Speaking outside the court later Monday, a spokesperson for the parents said: “Baby Charlie and Charlie’s parents, Connie and Chris, are thankful for the outcome of the hearing in the high court today.”
“Charlie’s parents look forward to new evidence being heard before the High Court this Thursday the 13th of July that will result in Charlie’s parents taking him to either the United States of America or to Italy for groundbreaking treatment.
“Mum and Dad say that if Charlie is still fighting then they are still fighting,” the spokesperson added.
Baby Charlie suffers from a rare genetic condition, an inherited mitochondrial disease generally referred to as MDDS, or mitochondrial DNA depletion syndrome. As a result, he is unable to move his arms or legs or breathe unaided.
The child’s parents have fought to raise $1.8 million to bring him to the United States for experimental treatment they believe could help.
But British and European courts have so far sided with the hospital's decision that the 11-month-old's life support should end, saying therapy would not help and would cause more suffering.
On Friday, however, GOSH said it had applied for a new court hearing "in light of claims of new evidence relating to potential treatment for his condition."
The evidence came from researchers at the Vatican's children's hospital and another facility outside of Britain, AP reported.
Earlier Monday, Yates told BBC Radio 4 BBC Radio 4 early Monday that her son still has a chance of surviving thanks to the intervention of Trump and the pontiff, who turned their fight “into an international issue.”
When asked if it had made all the difference, Yates said that it had “saved his life so far.”

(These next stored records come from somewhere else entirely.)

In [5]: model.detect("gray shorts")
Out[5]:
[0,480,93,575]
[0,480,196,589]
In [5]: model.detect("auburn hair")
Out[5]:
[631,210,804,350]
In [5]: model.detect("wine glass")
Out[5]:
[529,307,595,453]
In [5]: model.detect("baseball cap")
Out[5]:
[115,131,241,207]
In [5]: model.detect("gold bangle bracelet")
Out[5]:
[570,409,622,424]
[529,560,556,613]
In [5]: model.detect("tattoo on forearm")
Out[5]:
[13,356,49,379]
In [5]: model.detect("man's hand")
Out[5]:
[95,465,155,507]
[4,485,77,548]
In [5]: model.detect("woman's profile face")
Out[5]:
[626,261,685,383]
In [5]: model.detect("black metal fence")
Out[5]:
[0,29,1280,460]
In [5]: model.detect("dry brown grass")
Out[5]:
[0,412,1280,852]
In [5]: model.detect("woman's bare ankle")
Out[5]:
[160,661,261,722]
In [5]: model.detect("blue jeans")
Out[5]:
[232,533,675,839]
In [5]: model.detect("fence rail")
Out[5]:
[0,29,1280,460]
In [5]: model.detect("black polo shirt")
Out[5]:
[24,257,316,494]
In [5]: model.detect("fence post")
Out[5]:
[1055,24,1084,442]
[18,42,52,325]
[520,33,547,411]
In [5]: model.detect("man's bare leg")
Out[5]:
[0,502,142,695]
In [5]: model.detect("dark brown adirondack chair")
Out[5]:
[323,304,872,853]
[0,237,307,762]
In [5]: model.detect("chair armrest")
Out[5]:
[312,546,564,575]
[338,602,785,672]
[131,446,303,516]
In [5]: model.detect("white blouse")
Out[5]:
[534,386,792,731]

Trump tweeted last week that “If we can help little #CharlieGard, as per our friends in the U.K. and the Pope, we would be delighted to do so.”
A White House official later stated that members of the Trump administration, but not the president, had spoken to the parents in calls facilitated by the British government.
The official also said the president wants to be helpful without placing undue pressure on the family.
On Sunday, Republican congressmen Brad Wenstrup and Trent Franks called for the child to be given U.S. residency so he can undergo treatment in the U.S..
Meanwhile, the Vatican has said the Pope is following the case "with affection and emotion" and "expresses his own closeness to his parents.”
Yates has said previously that, should the money raised for Charlie not be used on his treatment, it will be offered to support other children with similar genetic disorders.
Also on Sunday, Yates and Gard delivered to doctors at GOSH a petition organized by Washington D.C. based anti-abortion law firm and advocacy group, Americans United for Life. The document had been signed by 370,000 people.